The forcing function

Once you have questions, you write evals, checks that verify you can answer them. (See promptfoo’s documentation for one way to implement them.)

An eval is simply:

If I ask this question, I expect to get this kind of answer.

Writing the eval is where the value appears.

The moment you write it, you’re forced to confront whether you can actually answer the question at all.

If you can, the eval is straightforward.
If you can’t, you’ve discovered something you thought you knew but didn’t.
If the answer is subjective, that gap becomes explicit.

You don’t need perfect answers. You need to know which evals pass and which ones reveal that you never had a real answer.

That alone is valuable.

Note

While writing evals in a form that doesn’t break as things change requires some practice, it’s not your primary concern when starting. It’s fine to be explicit and baseline.

What you get

Once questions have evals, answering them becomes an implementation detail. With MCPs (Model Context Protocol servers), Playwright, etc. Programmatic access is easier than ever, the hard part isn’t answering questions, it’s knowing which ones to ask and systematizing what “good” looks like.

Over time, you start to see where your questions apply, which are too vague, which are easier than expected, and where your description of the world is still thin.

You don’t need to go all in.
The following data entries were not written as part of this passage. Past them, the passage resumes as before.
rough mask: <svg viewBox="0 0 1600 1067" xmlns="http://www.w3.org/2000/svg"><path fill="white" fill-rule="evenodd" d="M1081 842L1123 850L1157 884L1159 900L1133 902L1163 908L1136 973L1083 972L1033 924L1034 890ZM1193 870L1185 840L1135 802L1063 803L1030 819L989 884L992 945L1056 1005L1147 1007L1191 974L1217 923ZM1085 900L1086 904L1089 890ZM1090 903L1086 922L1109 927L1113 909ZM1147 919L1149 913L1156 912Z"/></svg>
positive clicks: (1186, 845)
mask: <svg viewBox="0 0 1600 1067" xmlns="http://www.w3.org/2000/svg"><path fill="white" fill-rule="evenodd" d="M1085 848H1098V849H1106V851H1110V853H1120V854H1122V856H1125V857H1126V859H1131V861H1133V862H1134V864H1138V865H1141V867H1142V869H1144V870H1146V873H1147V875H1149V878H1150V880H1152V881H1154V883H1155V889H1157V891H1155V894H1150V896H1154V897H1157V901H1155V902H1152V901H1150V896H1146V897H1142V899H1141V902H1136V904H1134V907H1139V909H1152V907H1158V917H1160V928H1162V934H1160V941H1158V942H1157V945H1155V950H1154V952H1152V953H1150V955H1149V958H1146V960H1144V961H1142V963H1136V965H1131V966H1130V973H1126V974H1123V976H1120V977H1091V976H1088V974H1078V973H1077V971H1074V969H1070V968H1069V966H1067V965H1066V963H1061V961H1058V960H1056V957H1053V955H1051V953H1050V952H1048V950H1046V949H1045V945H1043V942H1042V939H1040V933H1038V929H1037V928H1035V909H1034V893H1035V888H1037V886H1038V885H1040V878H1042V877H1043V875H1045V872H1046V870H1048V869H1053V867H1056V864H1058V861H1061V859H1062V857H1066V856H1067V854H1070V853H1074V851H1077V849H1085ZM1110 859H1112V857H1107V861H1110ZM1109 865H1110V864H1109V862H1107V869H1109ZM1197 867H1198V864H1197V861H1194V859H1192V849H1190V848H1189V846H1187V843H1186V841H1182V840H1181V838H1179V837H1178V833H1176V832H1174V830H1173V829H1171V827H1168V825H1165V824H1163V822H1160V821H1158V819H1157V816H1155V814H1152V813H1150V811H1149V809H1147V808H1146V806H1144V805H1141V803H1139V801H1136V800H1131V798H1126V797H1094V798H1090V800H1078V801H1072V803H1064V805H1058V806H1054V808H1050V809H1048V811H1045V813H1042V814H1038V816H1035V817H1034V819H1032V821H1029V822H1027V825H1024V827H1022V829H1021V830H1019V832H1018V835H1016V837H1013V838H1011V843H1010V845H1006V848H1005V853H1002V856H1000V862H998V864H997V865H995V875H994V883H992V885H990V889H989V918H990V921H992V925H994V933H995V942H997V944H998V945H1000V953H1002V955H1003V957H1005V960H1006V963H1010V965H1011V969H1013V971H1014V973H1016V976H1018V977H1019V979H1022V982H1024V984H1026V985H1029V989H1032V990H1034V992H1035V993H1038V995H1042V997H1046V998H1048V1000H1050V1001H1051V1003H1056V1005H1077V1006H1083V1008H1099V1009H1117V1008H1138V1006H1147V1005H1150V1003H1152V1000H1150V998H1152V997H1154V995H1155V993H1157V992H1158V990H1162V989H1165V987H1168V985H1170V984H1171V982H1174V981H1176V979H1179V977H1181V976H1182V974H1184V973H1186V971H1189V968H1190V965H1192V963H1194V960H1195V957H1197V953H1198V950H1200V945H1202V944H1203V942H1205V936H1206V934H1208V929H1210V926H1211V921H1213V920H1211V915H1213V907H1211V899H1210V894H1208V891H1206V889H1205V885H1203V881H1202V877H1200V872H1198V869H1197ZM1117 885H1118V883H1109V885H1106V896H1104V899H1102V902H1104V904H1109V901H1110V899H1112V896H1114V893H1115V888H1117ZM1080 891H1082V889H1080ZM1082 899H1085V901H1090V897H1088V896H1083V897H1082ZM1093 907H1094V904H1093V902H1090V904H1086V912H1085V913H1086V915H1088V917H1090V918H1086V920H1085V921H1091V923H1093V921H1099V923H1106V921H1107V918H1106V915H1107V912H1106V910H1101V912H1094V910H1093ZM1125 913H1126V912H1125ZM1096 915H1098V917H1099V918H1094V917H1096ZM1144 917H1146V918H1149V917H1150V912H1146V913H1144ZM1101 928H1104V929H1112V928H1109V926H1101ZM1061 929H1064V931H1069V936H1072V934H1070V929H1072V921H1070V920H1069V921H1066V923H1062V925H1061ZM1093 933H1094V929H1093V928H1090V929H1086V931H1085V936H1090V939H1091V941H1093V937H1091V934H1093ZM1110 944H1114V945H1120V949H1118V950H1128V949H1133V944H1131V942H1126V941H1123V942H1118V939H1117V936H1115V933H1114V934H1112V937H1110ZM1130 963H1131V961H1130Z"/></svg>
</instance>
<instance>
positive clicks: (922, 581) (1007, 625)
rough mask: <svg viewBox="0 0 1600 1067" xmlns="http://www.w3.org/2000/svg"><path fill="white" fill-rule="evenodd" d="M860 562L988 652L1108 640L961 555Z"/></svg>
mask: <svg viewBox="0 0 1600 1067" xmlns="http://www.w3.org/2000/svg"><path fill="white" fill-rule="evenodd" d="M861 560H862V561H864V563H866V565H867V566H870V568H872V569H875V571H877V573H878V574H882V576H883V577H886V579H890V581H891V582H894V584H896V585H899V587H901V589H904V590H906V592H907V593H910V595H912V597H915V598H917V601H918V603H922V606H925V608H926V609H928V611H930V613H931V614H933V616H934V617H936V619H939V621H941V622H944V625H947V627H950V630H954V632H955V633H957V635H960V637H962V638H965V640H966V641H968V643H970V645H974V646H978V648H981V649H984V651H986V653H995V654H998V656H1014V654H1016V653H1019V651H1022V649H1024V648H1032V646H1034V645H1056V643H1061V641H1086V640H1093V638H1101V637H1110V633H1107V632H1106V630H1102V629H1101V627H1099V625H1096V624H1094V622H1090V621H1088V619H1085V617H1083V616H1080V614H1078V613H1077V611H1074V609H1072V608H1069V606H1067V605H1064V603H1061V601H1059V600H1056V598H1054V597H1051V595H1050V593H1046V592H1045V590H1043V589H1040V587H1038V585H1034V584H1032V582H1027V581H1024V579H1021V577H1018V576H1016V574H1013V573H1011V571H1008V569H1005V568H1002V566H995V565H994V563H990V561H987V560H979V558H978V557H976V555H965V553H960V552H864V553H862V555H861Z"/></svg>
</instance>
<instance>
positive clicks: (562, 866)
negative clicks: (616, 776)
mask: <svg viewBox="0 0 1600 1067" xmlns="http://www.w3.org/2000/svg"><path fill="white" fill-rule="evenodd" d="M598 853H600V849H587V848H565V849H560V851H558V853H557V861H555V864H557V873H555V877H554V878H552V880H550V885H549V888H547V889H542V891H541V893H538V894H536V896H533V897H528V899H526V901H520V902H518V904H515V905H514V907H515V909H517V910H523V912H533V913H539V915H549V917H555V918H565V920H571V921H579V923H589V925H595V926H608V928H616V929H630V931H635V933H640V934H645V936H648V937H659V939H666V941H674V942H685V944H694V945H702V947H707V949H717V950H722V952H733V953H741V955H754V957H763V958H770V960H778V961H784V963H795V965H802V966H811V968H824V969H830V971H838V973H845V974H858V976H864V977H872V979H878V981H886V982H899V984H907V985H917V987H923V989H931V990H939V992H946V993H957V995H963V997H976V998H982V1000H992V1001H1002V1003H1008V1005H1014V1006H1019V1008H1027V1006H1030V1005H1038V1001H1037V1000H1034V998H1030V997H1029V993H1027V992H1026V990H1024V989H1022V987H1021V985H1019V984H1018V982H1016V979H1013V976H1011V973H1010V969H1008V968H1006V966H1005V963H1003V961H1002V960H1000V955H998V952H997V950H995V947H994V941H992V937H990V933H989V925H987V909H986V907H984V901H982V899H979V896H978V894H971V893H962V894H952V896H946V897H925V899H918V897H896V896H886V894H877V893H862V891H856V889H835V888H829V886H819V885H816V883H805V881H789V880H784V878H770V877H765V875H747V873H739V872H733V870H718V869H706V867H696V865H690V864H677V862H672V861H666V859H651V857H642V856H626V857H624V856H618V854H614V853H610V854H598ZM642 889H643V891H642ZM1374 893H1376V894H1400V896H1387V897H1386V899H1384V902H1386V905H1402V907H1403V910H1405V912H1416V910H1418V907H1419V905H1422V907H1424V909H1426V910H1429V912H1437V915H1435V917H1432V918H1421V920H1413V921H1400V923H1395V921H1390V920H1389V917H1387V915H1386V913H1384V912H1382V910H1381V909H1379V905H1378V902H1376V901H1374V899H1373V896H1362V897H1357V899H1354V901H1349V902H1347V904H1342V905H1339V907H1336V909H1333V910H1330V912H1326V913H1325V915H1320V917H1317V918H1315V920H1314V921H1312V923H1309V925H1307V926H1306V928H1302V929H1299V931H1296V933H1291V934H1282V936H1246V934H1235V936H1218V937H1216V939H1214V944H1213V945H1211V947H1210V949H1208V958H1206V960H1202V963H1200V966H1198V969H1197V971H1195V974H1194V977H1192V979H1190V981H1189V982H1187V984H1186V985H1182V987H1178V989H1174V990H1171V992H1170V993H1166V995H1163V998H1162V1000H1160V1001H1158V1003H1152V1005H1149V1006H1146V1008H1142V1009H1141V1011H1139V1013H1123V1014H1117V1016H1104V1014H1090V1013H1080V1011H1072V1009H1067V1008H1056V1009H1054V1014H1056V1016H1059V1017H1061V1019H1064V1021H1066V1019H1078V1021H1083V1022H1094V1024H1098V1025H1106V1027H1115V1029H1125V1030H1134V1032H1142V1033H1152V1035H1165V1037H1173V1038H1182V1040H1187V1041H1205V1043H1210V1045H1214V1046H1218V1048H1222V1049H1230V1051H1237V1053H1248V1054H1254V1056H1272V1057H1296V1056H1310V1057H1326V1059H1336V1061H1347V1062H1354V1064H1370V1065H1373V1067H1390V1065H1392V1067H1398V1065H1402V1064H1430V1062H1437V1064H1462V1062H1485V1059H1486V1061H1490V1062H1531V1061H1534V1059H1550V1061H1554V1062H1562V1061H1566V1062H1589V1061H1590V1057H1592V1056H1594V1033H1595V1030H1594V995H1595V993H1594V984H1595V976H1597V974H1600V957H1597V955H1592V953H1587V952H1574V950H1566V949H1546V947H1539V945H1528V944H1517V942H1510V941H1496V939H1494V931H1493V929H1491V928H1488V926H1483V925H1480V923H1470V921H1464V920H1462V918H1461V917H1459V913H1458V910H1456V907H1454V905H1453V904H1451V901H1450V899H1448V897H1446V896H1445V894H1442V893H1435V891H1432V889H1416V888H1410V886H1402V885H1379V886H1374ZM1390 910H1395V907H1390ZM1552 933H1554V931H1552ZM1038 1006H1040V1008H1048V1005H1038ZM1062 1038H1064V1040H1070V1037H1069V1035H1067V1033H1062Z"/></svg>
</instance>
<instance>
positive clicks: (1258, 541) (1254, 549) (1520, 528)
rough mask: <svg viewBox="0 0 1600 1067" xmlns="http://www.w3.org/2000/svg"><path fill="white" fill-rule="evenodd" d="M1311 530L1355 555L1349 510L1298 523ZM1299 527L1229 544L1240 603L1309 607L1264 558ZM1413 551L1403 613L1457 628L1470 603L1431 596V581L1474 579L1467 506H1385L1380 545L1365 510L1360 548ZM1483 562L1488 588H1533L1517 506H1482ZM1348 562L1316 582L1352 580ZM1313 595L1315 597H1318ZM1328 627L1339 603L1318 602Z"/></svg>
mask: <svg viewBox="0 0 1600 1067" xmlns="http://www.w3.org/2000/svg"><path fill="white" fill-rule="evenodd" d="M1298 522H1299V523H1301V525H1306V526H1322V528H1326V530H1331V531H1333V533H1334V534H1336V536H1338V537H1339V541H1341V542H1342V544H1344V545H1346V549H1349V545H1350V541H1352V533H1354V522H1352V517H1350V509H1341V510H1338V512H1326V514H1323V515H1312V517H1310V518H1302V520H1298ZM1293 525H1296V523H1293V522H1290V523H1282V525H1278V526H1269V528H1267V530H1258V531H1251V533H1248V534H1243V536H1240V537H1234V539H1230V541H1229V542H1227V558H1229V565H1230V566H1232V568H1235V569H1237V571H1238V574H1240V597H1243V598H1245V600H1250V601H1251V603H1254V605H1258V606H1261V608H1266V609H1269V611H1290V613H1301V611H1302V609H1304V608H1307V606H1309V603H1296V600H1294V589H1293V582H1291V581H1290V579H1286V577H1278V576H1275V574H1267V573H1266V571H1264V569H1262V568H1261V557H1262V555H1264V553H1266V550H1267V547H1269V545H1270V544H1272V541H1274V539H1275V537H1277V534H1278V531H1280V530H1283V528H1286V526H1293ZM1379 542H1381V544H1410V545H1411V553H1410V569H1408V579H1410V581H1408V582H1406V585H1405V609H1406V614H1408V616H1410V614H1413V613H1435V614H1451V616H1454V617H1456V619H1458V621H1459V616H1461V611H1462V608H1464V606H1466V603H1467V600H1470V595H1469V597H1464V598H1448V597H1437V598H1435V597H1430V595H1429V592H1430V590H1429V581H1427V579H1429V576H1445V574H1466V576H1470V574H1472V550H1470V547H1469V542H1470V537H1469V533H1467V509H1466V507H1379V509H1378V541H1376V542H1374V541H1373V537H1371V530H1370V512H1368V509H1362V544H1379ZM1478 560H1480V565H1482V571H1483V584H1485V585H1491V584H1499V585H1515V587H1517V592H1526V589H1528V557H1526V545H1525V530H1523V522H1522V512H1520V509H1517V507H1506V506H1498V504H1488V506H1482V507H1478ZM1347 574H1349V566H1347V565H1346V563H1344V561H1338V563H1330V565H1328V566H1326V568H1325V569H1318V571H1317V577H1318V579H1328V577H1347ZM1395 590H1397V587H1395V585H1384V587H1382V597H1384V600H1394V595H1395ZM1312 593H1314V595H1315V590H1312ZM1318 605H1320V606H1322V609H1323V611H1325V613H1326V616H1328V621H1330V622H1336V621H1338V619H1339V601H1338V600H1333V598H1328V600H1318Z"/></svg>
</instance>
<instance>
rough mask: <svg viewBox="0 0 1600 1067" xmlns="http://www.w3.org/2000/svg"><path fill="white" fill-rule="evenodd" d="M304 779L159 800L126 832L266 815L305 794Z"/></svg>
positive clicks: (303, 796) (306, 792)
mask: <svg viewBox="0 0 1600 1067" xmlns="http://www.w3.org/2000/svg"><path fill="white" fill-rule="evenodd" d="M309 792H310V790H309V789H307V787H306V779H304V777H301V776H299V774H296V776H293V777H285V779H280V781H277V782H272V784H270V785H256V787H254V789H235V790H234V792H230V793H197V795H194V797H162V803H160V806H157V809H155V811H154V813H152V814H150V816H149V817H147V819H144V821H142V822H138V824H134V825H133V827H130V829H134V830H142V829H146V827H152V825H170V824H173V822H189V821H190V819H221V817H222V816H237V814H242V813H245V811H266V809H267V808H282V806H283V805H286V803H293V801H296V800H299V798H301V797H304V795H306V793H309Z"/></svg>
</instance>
Start with a few questions and a small report that grows over time.

At that point, you’re no longer redoing one-off audits.

You’re running a continuous audit whose scope is defined by the questions you care about.

Why this is low-risk

You don’t need to know everything upfront.
You don’t need to define “good” everywhere.
You don’t need a complete model of your world.

You just need to acknowledge you may not know the answer for questions you’ve not explicitly tried to answer (quite similar to feeling pain when doing unit testing while being unsure of what you want)

Even unanswered questions are useful. They tell you what’s unclear, subjective, or not worth investing in.

Closing

You don’t need to audit everything.

You just need to stop rediscovering the same answers, and the same unknowns, over and over again.

Start with a few questions. Let the audit grow.

If it doesn’t help, stop.

The cost is small. The insight compounds.